The milliseconds per operation is shown for each approach in the tables below.
First, on an Apple M2 running Sonoma 14.6.1 with Apple clang 15.0.0:
block size | naive | spaced | aligned | new-aligned | new-vector |
---|---|---|---|---|---|
11 | 8 | 5 | 5 | 4 | 4 |
21 | 11 | 5 | 5 | 5 | 5 |
51 | 17 | 9 | 7 | 7 | 7 |
101 | 26 | 14 | 12 | 12 | 12 |
201 | 42 | 31 | 23 | 24 | 23 |
501 | 136 | 95 | 51 | 51 | 52 |
1001 | 292 | 173 | 105 | 103 | 105 |
2001 | 388 | 327 | 207 | 207 | 209 |
Then on Intel i7 running Ubuntu 22.04 with GCC 11.4.0:
block size | naive | spaced | aligned | new-aligned | new-vector |
---|---|---|---|---|---|
11 | 23 | 3 | 3 | 4 | 3 |
21 | 26 | 4 | 4 | 5 | 4 |
51 | 45 | 9 | 9 | 9 | 8 |
101 | 72 | 18 | 15 | 17 | 13 |
201 | 100 | 37 | 35 | 31 | 25 |
501 | 126 | 68 | 66 | 78 | 64 |
1001 | 252 | 130 | 150 | 151 | 125 |
2001 | 358 | 277 | 252 | 315 | 257 |
These results show that false sharing is responsible for a considerable performance loss in the naive approach compared to the spaced approach.

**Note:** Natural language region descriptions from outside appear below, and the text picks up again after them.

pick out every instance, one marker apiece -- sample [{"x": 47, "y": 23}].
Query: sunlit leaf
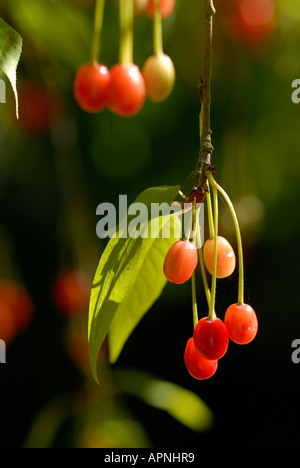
[
  {"x": 59, "y": 26},
  {"x": 128, "y": 280},
  {"x": 10, "y": 53},
  {"x": 182, "y": 404}
]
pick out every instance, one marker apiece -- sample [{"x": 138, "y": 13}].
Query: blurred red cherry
[
  {"x": 251, "y": 22},
  {"x": 16, "y": 298},
  {"x": 16, "y": 309}
]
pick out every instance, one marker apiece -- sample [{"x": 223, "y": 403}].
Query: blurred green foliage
[{"x": 58, "y": 163}]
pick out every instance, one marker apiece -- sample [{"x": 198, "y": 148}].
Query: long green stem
[
  {"x": 157, "y": 31},
  {"x": 194, "y": 299},
  {"x": 211, "y": 313},
  {"x": 202, "y": 267},
  {"x": 210, "y": 215},
  {"x": 126, "y": 13},
  {"x": 238, "y": 237},
  {"x": 206, "y": 148},
  {"x": 98, "y": 23}
]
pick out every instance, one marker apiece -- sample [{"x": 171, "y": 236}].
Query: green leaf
[
  {"x": 10, "y": 53},
  {"x": 182, "y": 404},
  {"x": 60, "y": 27},
  {"x": 128, "y": 280}
]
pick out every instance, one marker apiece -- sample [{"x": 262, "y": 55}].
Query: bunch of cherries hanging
[
  {"x": 123, "y": 90},
  {"x": 124, "y": 87},
  {"x": 210, "y": 339}
]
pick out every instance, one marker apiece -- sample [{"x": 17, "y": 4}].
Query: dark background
[{"x": 53, "y": 176}]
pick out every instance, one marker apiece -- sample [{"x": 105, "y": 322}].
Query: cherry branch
[{"x": 206, "y": 148}]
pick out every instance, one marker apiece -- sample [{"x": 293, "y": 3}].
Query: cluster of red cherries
[
  {"x": 210, "y": 339},
  {"x": 124, "y": 87}
]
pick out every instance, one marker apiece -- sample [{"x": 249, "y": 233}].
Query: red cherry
[
  {"x": 127, "y": 90},
  {"x": 180, "y": 262},
  {"x": 15, "y": 298},
  {"x": 225, "y": 257},
  {"x": 250, "y": 21},
  {"x": 241, "y": 323},
  {"x": 166, "y": 8},
  {"x": 8, "y": 329},
  {"x": 72, "y": 292},
  {"x": 197, "y": 366},
  {"x": 91, "y": 87},
  {"x": 211, "y": 338}
]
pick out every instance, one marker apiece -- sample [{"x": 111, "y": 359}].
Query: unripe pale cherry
[
  {"x": 140, "y": 7},
  {"x": 211, "y": 338},
  {"x": 225, "y": 257},
  {"x": 180, "y": 262},
  {"x": 166, "y": 8},
  {"x": 159, "y": 75},
  {"x": 241, "y": 323},
  {"x": 127, "y": 90},
  {"x": 91, "y": 87},
  {"x": 197, "y": 366}
]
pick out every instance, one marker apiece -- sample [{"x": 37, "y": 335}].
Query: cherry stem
[
  {"x": 212, "y": 313},
  {"x": 194, "y": 300},
  {"x": 238, "y": 237},
  {"x": 157, "y": 30},
  {"x": 126, "y": 12},
  {"x": 98, "y": 24},
  {"x": 210, "y": 215},
  {"x": 206, "y": 148},
  {"x": 203, "y": 271}
]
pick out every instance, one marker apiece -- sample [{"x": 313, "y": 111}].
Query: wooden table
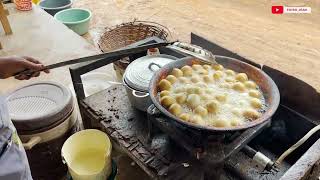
[{"x": 37, "y": 34}]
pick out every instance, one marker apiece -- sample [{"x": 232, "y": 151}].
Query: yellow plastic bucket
[{"x": 88, "y": 155}]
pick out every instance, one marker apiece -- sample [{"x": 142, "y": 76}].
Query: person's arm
[{"x": 9, "y": 66}]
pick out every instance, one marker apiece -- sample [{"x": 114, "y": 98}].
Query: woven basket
[{"x": 127, "y": 33}]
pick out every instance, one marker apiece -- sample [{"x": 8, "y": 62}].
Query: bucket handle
[{"x": 32, "y": 142}]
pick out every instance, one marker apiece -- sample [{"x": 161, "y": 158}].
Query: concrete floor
[{"x": 246, "y": 27}]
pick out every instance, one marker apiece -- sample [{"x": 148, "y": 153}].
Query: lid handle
[
  {"x": 143, "y": 95},
  {"x": 154, "y": 64}
]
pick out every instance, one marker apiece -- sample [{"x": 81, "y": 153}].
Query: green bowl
[{"x": 76, "y": 19}]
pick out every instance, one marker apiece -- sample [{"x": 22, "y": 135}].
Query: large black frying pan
[{"x": 268, "y": 87}]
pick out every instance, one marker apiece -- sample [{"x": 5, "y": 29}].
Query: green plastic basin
[{"x": 76, "y": 19}]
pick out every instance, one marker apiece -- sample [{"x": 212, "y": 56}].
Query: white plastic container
[{"x": 88, "y": 155}]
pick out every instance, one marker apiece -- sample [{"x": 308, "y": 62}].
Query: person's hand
[{"x": 10, "y": 66}]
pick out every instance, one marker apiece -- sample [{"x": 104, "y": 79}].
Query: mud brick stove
[{"x": 165, "y": 150}]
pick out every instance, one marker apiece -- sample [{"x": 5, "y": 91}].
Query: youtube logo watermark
[
  {"x": 277, "y": 9},
  {"x": 290, "y": 10}
]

On the Apple M2, some additional performance is extracted by aligning to the cache line boundaries, possibly from aligned SIMD loads.

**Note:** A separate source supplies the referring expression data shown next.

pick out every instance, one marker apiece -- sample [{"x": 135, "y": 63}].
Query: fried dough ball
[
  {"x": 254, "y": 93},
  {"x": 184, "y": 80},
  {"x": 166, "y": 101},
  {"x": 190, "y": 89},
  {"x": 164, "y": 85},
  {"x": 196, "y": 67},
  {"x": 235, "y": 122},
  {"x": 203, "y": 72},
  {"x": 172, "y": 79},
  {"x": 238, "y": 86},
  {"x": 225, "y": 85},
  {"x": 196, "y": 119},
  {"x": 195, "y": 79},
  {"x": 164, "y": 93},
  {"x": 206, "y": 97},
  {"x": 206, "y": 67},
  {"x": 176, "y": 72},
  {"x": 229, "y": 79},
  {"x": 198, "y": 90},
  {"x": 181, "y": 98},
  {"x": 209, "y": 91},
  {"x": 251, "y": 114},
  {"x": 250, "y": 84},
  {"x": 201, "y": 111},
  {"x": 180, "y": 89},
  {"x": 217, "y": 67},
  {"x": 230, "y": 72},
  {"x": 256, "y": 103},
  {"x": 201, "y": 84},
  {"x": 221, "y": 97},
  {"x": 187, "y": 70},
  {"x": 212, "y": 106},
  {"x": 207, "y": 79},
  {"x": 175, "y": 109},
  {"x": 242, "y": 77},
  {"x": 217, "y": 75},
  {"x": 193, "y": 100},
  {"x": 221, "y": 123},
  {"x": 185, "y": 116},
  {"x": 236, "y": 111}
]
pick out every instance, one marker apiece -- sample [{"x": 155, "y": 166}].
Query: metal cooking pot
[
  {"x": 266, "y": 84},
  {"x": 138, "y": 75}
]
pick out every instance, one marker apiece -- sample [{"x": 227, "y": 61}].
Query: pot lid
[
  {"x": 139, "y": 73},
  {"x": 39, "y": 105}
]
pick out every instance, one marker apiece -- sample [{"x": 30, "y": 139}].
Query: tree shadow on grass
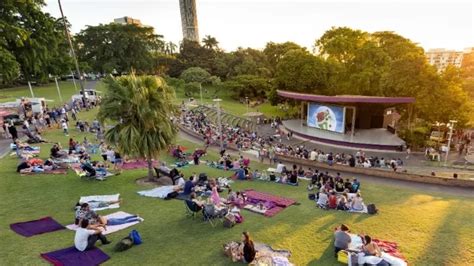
[
  {"x": 327, "y": 256},
  {"x": 446, "y": 247}
]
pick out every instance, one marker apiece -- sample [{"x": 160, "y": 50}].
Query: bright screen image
[{"x": 326, "y": 117}]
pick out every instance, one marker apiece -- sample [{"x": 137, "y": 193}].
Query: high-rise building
[
  {"x": 441, "y": 58},
  {"x": 128, "y": 20},
  {"x": 189, "y": 20}
]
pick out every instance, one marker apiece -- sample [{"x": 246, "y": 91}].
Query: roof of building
[{"x": 344, "y": 98}]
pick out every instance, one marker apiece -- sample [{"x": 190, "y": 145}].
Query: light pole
[
  {"x": 247, "y": 102},
  {"x": 219, "y": 125},
  {"x": 200, "y": 92},
  {"x": 68, "y": 36},
  {"x": 451, "y": 126}
]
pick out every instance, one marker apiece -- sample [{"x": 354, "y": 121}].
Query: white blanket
[
  {"x": 159, "y": 192},
  {"x": 111, "y": 228},
  {"x": 106, "y": 198}
]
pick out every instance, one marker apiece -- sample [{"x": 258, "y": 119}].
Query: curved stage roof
[{"x": 344, "y": 98}]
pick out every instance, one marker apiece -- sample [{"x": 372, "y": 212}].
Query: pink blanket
[
  {"x": 136, "y": 164},
  {"x": 278, "y": 204}
]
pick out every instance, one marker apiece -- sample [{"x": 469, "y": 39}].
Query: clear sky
[{"x": 247, "y": 23}]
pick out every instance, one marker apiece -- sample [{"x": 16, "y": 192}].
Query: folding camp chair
[
  {"x": 212, "y": 215},
  {"x": 191, "y": 208}
]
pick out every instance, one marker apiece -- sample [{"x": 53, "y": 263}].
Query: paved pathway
[{"x": 456, "y": 191}]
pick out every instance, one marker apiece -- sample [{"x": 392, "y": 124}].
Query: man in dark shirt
[{"x": 188, "y": 186}]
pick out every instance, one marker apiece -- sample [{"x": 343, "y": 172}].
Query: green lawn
[
  {"x": 48, "y": 91},
  {"x": 230, "y": 105},
  {"x": 431, "y": 228}
]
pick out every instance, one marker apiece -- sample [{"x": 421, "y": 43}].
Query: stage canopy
[{"x": 344, "y": 98}]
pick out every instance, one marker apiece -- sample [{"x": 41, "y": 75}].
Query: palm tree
[
  {"x": 210, "y": 42},
  {"x": 140, "y": 108},
  {"x": 171, "y": 48}
]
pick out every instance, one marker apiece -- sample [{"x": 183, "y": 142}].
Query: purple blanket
[
  {"x": 73, "y": 257},
  {"x": 36, "y": 227}
]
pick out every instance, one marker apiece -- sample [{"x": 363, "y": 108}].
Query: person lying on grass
[
  {"x": 86, "y": 237},
  {"x": 342, "y": 239},
  {"x": 247, "y": 248},
  {"x": 56, "y": 151}
]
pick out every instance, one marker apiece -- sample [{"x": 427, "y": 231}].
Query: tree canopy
[
  {"x": 32, "y": 42},
  {"x": 139, "y": 108},
  {"x": 121, "y": 48}
]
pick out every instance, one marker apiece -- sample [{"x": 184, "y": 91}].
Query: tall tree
[
  {"x": 301, "y": 71},
  {"x": 139, "y": 107},
  {"x": 210, "y": 42},
  {"x": 31, "y": 41},
  {"x": 341, "y": 43},
  {"x": 122, "y": 48},
  {"x": 467, "y": 73},
  {"x": 274, "y": 52}
]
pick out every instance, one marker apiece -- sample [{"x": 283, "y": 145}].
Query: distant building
[
  {"x": 189, "y": 20},
  {"x": 441, "y": 58},
  {"x": 128, "y": 20}
]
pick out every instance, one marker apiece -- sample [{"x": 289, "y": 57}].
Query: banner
[{"x": 326, "y": 117}]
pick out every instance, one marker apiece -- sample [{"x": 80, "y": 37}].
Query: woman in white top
[
  {"x": 322, "y": 199},
  {"x": 357, "y": 204}
]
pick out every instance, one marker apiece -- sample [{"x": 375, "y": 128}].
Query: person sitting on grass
[
  {"x": 88, "y": 168},
  {"x": 85, "y": 238},
  {"x": 215, "y": 198},
  {"x": 247, "y": 249},
  {"x": 293, "y": 178},
  {"x": 56, "y": 151},
  {"x": 371, "y": 248},
  {"x": 332, "y": 201},
  {"x": 322, "y": 201},
  {"x": 343, "y": 203},
  {"x": 357, "y": 204},
  {"x": 193, "y": 198},
  {"x": 189, "y": 186},
  {"x": 355, "y": 186},
  {"x": 342, "y": 239}
]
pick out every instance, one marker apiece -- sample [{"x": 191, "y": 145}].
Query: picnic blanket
[
  {"x": 81, "y": 173},
  {"x": 273, "y": 204},
  {"x": 110, "y": 228},
  {"x": 158, "y": 192},
  {"x": 101, "y": 198},
  {"x": 390, "y": 252},
  {"x": 266, "y": 255},
  {"x": 69, "y": 159},
  {"x": 73, "y": 257},
  {"x": 139, "y": 164},
  {"x": 36, "y": 227},
  {"x": 48, "y": 172}
]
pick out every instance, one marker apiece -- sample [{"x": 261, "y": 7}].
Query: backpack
[
  {"x": 135, "y": 236},
  {"x": 124, "y": 244},
  {"x": 371, "y": 209},
  {"x": 229, "y": 221}
]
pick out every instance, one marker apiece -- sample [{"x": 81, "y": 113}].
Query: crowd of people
[{"x": 268, "y": 147}]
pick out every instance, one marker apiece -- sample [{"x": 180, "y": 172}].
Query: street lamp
[
  {"x": 218, "y": 106},
  {"x": 247, "y": 102},
  {"x": 66, "y": 31},
  {"x": 451, "y": 126},
  {"x": 200, "y": 91}
]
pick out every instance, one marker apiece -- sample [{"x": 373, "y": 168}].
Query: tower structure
[{"x": 189, "y": 20}]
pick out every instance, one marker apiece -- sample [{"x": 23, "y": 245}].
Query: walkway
[{"x": 452, "y": 191}]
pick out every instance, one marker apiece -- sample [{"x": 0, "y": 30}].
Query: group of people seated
[
  {"x": 343, "y": 202},
  {"x": 91, "y": 225},
  {"x": 35, "y": 165},
  {"x": 92, "y": 168},
  {"x": 213, "y": 204}
]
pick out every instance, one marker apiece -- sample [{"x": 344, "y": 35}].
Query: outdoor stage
[{"x": 375, "y": 138}]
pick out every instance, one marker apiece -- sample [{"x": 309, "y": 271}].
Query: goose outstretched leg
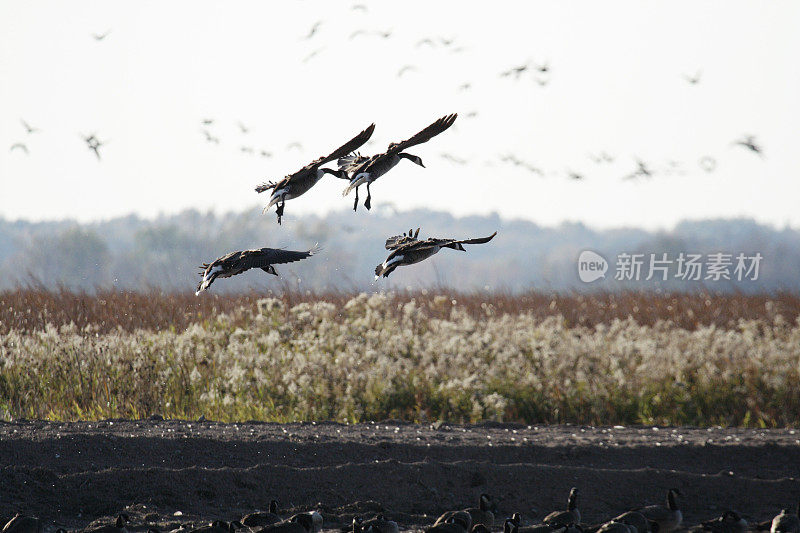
[{"x": 368, "y": 201}]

However, this is not consistently observed in my Intel runs - something happens at block sizes of 1000 to 1005 that causes the aligned approach to be slower!
The new-aligned approach is also slower than other non-naive methods for Intel.
This particular drop seems to be something specific with the alignment parameter in new
as creating a std::vector
and aligning it with std::align
recovers performance.
Interestingly, the new-vector approach is good in all scenarios despite the lack of any guarantees with respect to false sharing or alignment. This is pleasing as it implies that performance can be achieved with idiomatic C++ (namely, the creation of a temporary vector in each thread's scope). It is also a reminder to not be overly prescriptive as this can cause premature pessimizations in complex CPU architectures.